Milli değerlere sahip çıkanlara faşist yaftası yapıştırılmış, kahramanlık türkülerimiz ve bunu icra eden sanatçılarımız sanat camiası içinden silinmiş unutturulmaya çalışılmıştır. Ata sporumuz güreş karalama kampanyaları başlatılmış sporcularımız aşağılanmış Bunun altında yatan ise savaş meydanlarında Türk ordusunun yakın boğuşma tekniklerinin güreş tekniği ile başarı kazandığının fark edilmesidir. Bunlarda yetmedi namus bildiğimiz silah sevgimize birkaç kendini bilmez nedeniyle silahın şiddet içerdiği gibi bir takım yaklaşımlarla Türk milletinin silaha olan düşkünlüğü de aşağılanmaya başladı. Bunun altında yatan bizleri iyice yumuşatıp kolay lokmaya dönüştürme çabalarını görmemek saflıktır.

Hz. Muhammet (S.A.V.) efendimiz bir hadisinde buyuruyor ki “evlatlarınıza yüzmeyi, güreşmeyi ve ok atmayı öğretiniz”. O cağlarda bu savaş sanatının öğretilmesi anlamına geliyordu; günümüzde de gelişmiş silahların kullanılmasının öğretilmesi askere yolladığımız evlatlarımızın kolay av olmasını önler. Unutmayalım ki kendini savunamayan ülkesini savunamaz. Bu gün Anadolu’da, Baba sünnet olan oğluna Kuran, Bayrak ve silahını emanet eder. Bu her Türk gencinin vatan, bayrak namus için savaşması gerektiği ve gerektiğinde bu uğurda seve seve canını vermesinin öğretisidir. Yine ergenliğe giren genç horoz keserek erkekliğe adım atar. Bu örf ve adetlerimiz sayesinde kahramanlar yetişmiştir. 
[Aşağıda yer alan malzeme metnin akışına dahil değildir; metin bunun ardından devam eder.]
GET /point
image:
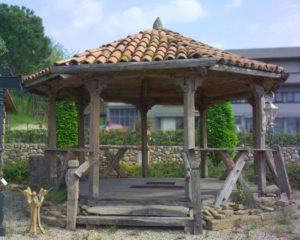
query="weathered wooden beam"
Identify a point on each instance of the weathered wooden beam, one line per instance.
(247, 71)
(231, 180)
(51, 156)
(72, 183)
(187, 177)
(259, 136)
(281, 171)
(114, 160)
(271, 165)
(134, 66)
(80, 104)
(203, 142)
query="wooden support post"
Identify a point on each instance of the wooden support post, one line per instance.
(189, 88)
(259, 137)
(51, 156)
(144, 127)
(281, 171)
(72, 183)
(203, 142)
(231, 179)
(80, 104)
(94, 88)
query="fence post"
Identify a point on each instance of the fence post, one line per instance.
(72, 183)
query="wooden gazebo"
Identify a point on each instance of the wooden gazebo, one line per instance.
(157, 66)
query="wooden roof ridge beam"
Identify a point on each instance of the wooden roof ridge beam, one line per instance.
(247, 71)
(132, 66)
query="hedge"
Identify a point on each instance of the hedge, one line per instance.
(131, 137)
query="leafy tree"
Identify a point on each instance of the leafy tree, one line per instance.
(221, 129)
(28, 49)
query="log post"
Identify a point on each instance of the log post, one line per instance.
(203, 142)
(143, 112)
(51, 155)
(94, 89)
(189, 88)
(72, 183)
(259, 131)
(80, 104)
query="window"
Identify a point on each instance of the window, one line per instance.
(124, 116)
(297, 96)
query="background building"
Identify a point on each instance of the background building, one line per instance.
(287, 98)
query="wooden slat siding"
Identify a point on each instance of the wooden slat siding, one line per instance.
(187, 174)
(281, 171)
(134, 66)
(189, 88)
(203, 142)
(259, 137)
(72, 183)
(139, 210)
(143, 112)
(271, 165)
(80, 104)
(231, 180)
(51, 156)
(94, 90)
(136, 221)
(114, 160)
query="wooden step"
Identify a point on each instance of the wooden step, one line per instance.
(168, 202)
(139, 210)
(139, 221)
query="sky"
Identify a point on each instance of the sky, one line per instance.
(228, 24)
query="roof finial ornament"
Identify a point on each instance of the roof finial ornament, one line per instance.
(157, 24)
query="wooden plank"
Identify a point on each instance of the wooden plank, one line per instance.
(271, 165)
(168, 202)
(187, 178)
(134, 66)
(80, 104)
(203, 143)
(114, 160)
(136, 221)
(140, 210)
(72, 184)
(143, 112)
(51, 157)
(231, 180)
(259, 136)
(281, 171)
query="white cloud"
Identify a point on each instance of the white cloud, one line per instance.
(235, 4)
(142, 17)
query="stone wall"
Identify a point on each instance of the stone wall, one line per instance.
(22, 151)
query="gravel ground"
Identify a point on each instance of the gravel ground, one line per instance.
(16, 223)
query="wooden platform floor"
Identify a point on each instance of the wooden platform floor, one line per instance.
(147, 189)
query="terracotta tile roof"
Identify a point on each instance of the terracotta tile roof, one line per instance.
(159, 45)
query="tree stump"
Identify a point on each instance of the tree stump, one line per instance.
(35, 201)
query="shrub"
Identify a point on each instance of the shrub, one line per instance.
(16, 172)
(155, 169)
(221, 129)
(66, 124)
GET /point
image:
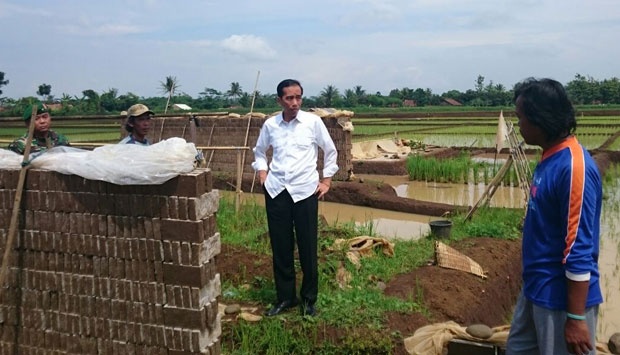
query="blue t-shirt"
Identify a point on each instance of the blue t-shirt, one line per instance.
(562, 225)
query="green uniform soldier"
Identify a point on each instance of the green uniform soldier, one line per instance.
(43, 137)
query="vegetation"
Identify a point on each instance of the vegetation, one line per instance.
(462, 169)
(583, 90)
(358, 310)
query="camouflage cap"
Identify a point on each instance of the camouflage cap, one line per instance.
(137, 110)
(41, 108)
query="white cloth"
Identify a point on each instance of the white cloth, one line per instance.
(295, 154)
(122, 164)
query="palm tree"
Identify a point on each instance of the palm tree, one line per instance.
(2, 81)
(168, 87)
(329, 94)
(361, 94)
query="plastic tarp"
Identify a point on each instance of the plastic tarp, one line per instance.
(121, 164)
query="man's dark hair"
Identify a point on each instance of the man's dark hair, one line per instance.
(286, 83)
(129, 128)
(545, 103)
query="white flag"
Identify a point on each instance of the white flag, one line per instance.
(500, 137)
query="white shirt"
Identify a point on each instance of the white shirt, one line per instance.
(295, 153)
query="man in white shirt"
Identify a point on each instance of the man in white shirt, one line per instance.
(138, 125)
(292, 187)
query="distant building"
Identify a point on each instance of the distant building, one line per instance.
(451, 102)
(183, 107)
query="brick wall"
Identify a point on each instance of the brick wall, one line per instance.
(228, 131)
(98, 268)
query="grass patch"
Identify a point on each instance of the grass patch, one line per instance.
(358, 310)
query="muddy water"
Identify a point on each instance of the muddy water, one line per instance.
(390, 224)
(609, 312)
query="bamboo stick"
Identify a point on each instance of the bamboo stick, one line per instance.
(17, 202)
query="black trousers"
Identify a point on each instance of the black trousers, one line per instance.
(288, 221)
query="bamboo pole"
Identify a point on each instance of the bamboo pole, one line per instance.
(247, 130)
(492, 187)
(17, 202)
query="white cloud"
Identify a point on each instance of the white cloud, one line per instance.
(249, 46)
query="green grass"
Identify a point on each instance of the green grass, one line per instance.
(359, 309)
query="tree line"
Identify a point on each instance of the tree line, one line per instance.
(582, 90)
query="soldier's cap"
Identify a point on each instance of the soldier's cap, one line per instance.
(41, 108)
(137, 110)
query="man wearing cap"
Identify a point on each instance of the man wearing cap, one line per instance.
(138, 125)
(43, 137)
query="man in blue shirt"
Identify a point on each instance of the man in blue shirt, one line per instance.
(556, 312)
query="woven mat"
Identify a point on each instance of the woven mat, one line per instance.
(450, 258)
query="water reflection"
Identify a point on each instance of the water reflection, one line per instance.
(609, 311)
(454, 194)
(391, 224)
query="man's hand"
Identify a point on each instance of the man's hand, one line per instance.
(323, 187)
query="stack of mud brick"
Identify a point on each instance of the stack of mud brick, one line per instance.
(229, 131)
(99, 268)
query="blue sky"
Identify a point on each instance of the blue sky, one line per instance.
(132, 45)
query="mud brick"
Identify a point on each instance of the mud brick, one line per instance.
(169, 250)
(173, 207)
(29, 219)
(105, 204)
(61, 222)
(88, 345)
(182, 207)
(188, 185)
(119, 309)
(185, 253)
(102, 225)
(209, 226)
(127, 221)
(122, 204)
(30, 200)
(50, 200)
(148, 228)
(32, 180)
(163, 207)
(186, 296)
(87, 285)
(137, 204)
(137, 227)
(140, 245)
(158, 271)
(74, 223)
(95, 225)
(189, 231)
(52, 262)
(152, 249)
(193, 276)
(203, 206)
(209, 249)
(118, 228)
(157, 228)
(122, 246)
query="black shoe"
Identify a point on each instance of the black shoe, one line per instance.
(308, 310)
(280, 307)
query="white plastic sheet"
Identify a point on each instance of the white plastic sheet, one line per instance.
(122, 164)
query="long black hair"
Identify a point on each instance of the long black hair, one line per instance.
(545, 103)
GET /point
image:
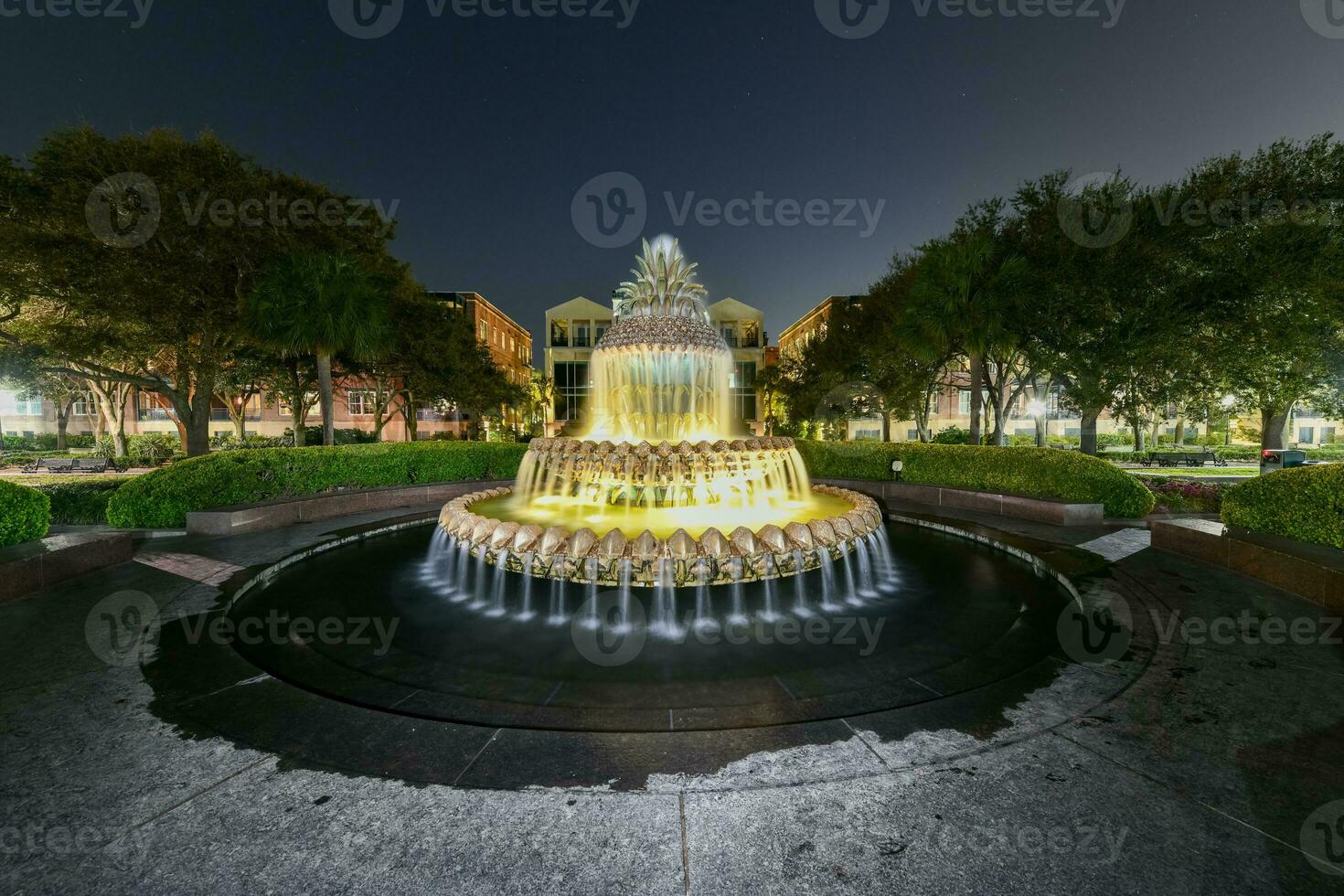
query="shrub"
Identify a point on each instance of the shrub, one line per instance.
(25, 513)
(165, 497)
(80, 501)
(1041, 473)
(1186, 496)
(1306, 504)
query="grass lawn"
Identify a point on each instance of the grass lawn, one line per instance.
(34, 480)
(1195, 470)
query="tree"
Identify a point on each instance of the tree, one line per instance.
(963, 298)
(322, 305)
(1266, 234)
(97, 262)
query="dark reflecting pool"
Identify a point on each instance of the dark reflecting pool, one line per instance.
(394, 624)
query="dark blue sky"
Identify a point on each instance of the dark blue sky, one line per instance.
(485, 128)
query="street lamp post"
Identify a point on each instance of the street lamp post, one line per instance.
(1038, 410)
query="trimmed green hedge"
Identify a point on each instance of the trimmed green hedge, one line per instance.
(80, 501)
(1040, 473)
(1306, 504)
(163, 498)
(25, 513)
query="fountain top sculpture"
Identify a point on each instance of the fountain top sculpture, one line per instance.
(664, 285)
(663, 306)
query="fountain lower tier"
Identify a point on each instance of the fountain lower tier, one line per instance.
(614, 559)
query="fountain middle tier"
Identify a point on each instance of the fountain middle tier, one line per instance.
(758, 477)
(615, 557)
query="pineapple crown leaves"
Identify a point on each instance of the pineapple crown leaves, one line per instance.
(663, 283)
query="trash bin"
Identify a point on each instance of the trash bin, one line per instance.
(1275, 460)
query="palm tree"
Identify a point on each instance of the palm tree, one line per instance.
(322, 305)
(963, 298)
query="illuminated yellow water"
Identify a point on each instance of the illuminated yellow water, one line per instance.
(660, 521)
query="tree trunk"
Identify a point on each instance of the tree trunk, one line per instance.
(299, 421)
(194, 421)
(977, 377)
(1087, 440)
(1275, 427)
(325, 389)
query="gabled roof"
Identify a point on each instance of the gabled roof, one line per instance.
(580, 308)
(730, 309)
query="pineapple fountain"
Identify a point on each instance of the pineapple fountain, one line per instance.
(664, 489)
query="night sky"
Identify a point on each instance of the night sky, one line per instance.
(485, 128)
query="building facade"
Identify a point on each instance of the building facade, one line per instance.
(509, 344)
(574, 328)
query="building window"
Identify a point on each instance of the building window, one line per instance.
(85, 406)
(750, 335)
(360, 402)
(571, 389)
(148, 407)
(560, 334)
(20, 404)
(743, 389)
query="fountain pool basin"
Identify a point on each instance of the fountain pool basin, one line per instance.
(492, 647)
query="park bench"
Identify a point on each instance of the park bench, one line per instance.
(1181, 458)
(69, 465)
(50, 465)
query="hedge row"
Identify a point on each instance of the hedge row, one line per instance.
(78, 501)
(1306, 504)
(25, 513)
(163, 498)
(1040, 473)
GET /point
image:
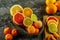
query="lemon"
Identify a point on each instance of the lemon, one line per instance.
(15, 8)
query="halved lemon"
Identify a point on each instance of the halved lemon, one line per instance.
(27, 12)
(15, 8)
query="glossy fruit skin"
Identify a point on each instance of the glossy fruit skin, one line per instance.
(7, 30)
(18, 19)
(8, 37)
(58, 5)
(36, 30)
(38, 24)
(48, 2)
(14, 32)
(27, 12)
(31, 30)
(51, 9)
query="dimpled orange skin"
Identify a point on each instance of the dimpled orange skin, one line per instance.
(48, 2)
(14, 32)
(31, 29)
(36, 30)
(58, 5)
(38, 24)
(7, 30)
(8, 37)
(51, 9)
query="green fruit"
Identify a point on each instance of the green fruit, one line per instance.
(52, 27)
(34, 17)
(27, 22)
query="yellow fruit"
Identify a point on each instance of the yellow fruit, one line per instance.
(48, 2)
(27, 12)
(15, 8)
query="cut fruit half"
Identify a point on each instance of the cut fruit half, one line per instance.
(18, 19)
(27, 12)
(34, 17)
(52, 21)
(52, 17)
(52, 28)
(15, 8)
(27, 22)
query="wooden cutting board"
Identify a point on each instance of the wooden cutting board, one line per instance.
(45, 27)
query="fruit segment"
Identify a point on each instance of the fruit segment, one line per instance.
(16, 8)
(27, 22)
(18, 19)
(34, 17)
(27, 12)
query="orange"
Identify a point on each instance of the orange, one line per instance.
(7, 30)
(51, 9)
(36, 30)
(48, 2)
(14, 32)
(16, 8)
(18, 19)
(8, 37)
(38, 24)
(58, 5)
(31, 29)
(27, 12)
(56, 35)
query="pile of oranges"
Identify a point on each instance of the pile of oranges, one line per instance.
(10, 33)
(52, 6)
(26, 17)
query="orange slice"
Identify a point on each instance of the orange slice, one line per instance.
(15, 8)
(27, 12)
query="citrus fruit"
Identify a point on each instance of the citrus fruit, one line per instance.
(48, 2)
(27, 21)
(56, 35)
(36, 30)
(27, 12)
(8, 37)
(7, 30)
(18, 19)
(31, 29)
(52, 27)
(52, 18)
(15, 8)
(14, 32)
(51, 9)
(52, 21)
(58, 5)
(38, 24)
(34, 17)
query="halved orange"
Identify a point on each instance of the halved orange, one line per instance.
(16, 8)
(48, 2)
(27, 12)
(18, 19)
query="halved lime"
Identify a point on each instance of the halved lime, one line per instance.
(27, 21)
(52, 27)
(34, 17)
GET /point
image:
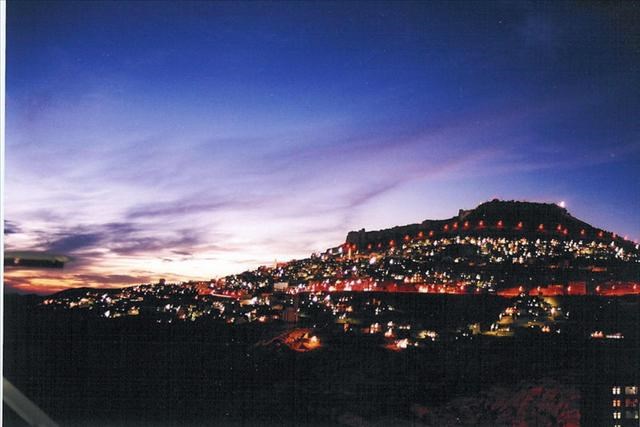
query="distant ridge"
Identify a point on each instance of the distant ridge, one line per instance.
(493, 218)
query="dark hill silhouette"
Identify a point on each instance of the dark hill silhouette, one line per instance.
(495, 218)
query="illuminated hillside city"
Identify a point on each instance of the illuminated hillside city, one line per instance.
(498, 281)
(514, 259)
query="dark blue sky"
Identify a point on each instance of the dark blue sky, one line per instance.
(218, 136)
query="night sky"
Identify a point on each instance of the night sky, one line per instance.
(192, 140)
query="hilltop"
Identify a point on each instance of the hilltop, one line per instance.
(495, 218)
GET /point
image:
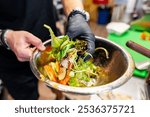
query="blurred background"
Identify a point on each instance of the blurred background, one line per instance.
(119, 21)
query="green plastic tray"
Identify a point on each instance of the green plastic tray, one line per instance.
(134, 36)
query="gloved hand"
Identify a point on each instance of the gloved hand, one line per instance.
(77, 27)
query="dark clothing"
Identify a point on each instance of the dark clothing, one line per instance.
(28, 15)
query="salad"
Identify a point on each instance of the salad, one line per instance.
(64, 62)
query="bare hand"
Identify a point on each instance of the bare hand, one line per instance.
(20, 42)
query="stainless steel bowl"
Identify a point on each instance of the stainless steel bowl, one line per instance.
(120, 68)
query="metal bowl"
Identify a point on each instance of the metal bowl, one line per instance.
(120, 68)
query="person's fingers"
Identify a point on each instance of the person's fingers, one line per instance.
(25, 54)
(35, 41)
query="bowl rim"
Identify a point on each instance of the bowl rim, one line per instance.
(88, 90)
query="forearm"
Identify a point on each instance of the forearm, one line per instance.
(69, 5)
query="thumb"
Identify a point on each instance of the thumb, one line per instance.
(35, 41)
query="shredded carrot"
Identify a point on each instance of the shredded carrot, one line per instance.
(67, 77)
(50, 72)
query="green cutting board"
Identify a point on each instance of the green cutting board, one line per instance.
(134, 36)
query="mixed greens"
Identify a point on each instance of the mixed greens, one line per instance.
(64, 62)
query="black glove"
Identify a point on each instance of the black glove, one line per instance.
(77, 27)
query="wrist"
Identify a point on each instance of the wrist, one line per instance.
(3, 38)
(81, 12)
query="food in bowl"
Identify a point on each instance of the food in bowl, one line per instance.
(65, 61)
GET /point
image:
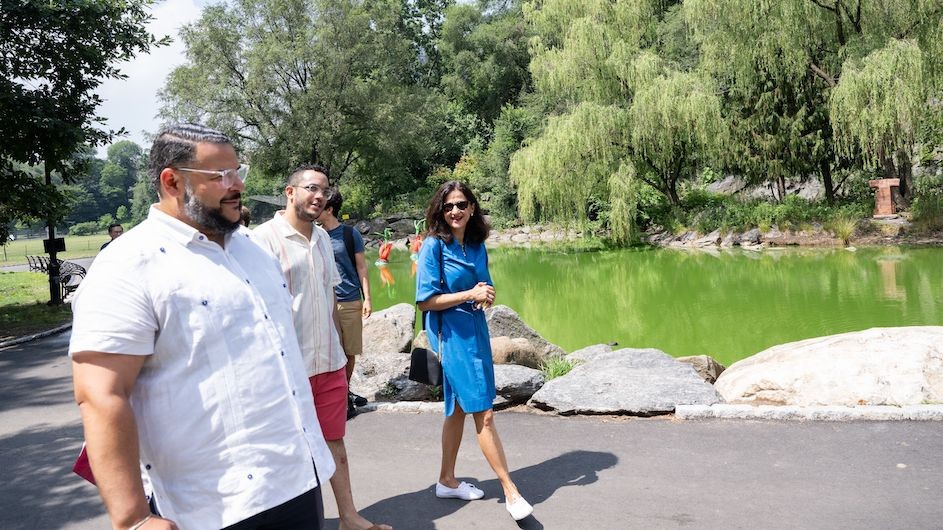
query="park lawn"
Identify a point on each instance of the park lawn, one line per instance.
(15, 252)
(23, 309)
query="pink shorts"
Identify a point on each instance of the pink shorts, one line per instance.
(330, 402)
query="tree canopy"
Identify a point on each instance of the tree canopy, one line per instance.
(53, 55)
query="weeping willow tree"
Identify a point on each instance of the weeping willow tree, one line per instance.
(621, 116)
(782, 60)
(876, 109)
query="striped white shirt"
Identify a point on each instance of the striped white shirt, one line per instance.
(309, 267)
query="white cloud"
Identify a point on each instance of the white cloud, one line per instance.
(132, 103)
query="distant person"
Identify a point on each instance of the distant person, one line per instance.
(245, 217)
(307, 259)
(185, 363)
(355, 283)
(114, 230)
(453, 286)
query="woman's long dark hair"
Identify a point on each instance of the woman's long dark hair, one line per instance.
(476, 231)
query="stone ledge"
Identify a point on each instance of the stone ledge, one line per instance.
(834, 413)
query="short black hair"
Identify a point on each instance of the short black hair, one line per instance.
(295, 177)
(176, 145)
(334, 201)
(477, 229)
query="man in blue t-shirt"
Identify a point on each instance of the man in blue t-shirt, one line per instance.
(350, 310)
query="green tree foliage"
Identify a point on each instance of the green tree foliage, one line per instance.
(325, 81)
(485, 57)
(622, 117)
(53, 55)
(784, 61)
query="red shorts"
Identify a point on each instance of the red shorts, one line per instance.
(330, 402)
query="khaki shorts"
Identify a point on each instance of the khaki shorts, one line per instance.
(351, 330)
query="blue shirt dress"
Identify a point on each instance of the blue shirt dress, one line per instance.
(466, 344)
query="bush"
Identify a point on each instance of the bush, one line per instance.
(927, 207)
(556, 367)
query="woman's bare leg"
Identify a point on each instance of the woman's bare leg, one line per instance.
(490, 444)
(452, 431)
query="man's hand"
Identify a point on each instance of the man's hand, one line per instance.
(157, 523)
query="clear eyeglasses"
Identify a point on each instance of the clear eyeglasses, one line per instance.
(224, 177)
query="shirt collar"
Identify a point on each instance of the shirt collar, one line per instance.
(284, 229)
(178, 230)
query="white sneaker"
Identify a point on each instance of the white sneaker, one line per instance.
(464, 491)
(519, 509)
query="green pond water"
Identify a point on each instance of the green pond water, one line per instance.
(729, 305)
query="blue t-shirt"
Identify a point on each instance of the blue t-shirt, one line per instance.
(349, 288)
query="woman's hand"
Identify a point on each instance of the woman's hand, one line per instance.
(482, 294)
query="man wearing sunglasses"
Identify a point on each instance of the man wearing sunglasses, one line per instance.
(307, 259)
(185, 362)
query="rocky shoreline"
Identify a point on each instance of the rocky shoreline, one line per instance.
(869, 232)
(901, 368)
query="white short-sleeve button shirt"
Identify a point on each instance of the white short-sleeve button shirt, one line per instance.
(222, 403)
(309, 268)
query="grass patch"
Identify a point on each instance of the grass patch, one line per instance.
(556, 367)
(23, 309)
(15, 252)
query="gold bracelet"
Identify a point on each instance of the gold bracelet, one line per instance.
(142, 522)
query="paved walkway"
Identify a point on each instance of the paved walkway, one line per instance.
(579, 472)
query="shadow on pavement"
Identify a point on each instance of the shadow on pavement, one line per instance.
(39, 488)
(418, 510)
(26, 379)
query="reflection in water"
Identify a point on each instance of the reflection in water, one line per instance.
(729, 306)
Günümüzde Türk insanına yakışmayan birçok yanlışın yapıldığını görüyoruz; başta kadına şiddet büyüğe saygısızlık gibi; Milli eğitimimizi gözden geçirip bu yanlışları düzeltmek ancak eğitimle sağlanabilir. Günümüzde gençlerin kötü alışkanlıklar edinmesi altında eğitimde spora verilen önemin yetersizliğinden kaynaklanmaktadır. Eğitim sistemimizi millileştirip geleceğe hazır olmamız gerekmektedir.

Bu milletin büyük çoğunluğu örf, adetini korumayı başarmıştır. Türk milleti liderini bulduğunda su damlaları gibi bir kanala toplanır dereler, ırmaklar, şelaleler oluşturur onu hiçbir bent engelleyemez yıllardır bize hasta adam gözüyle bakanlar, her fırsatta parmak sallayanlar dimdik ayağa kalktığımızı gördüklerinde yıllardır üzerimizde oynadıkları oyunların tutmadığını görmüşlerdir. Kore savaşında …“bunların elinden Kuran’ı almalıyız” diyenler bu iman gücümüzün yok olmadığını acı bir şekilde test etmiş oldular.
Allah gazamızı mübarek zaferlerimizi daim etsin.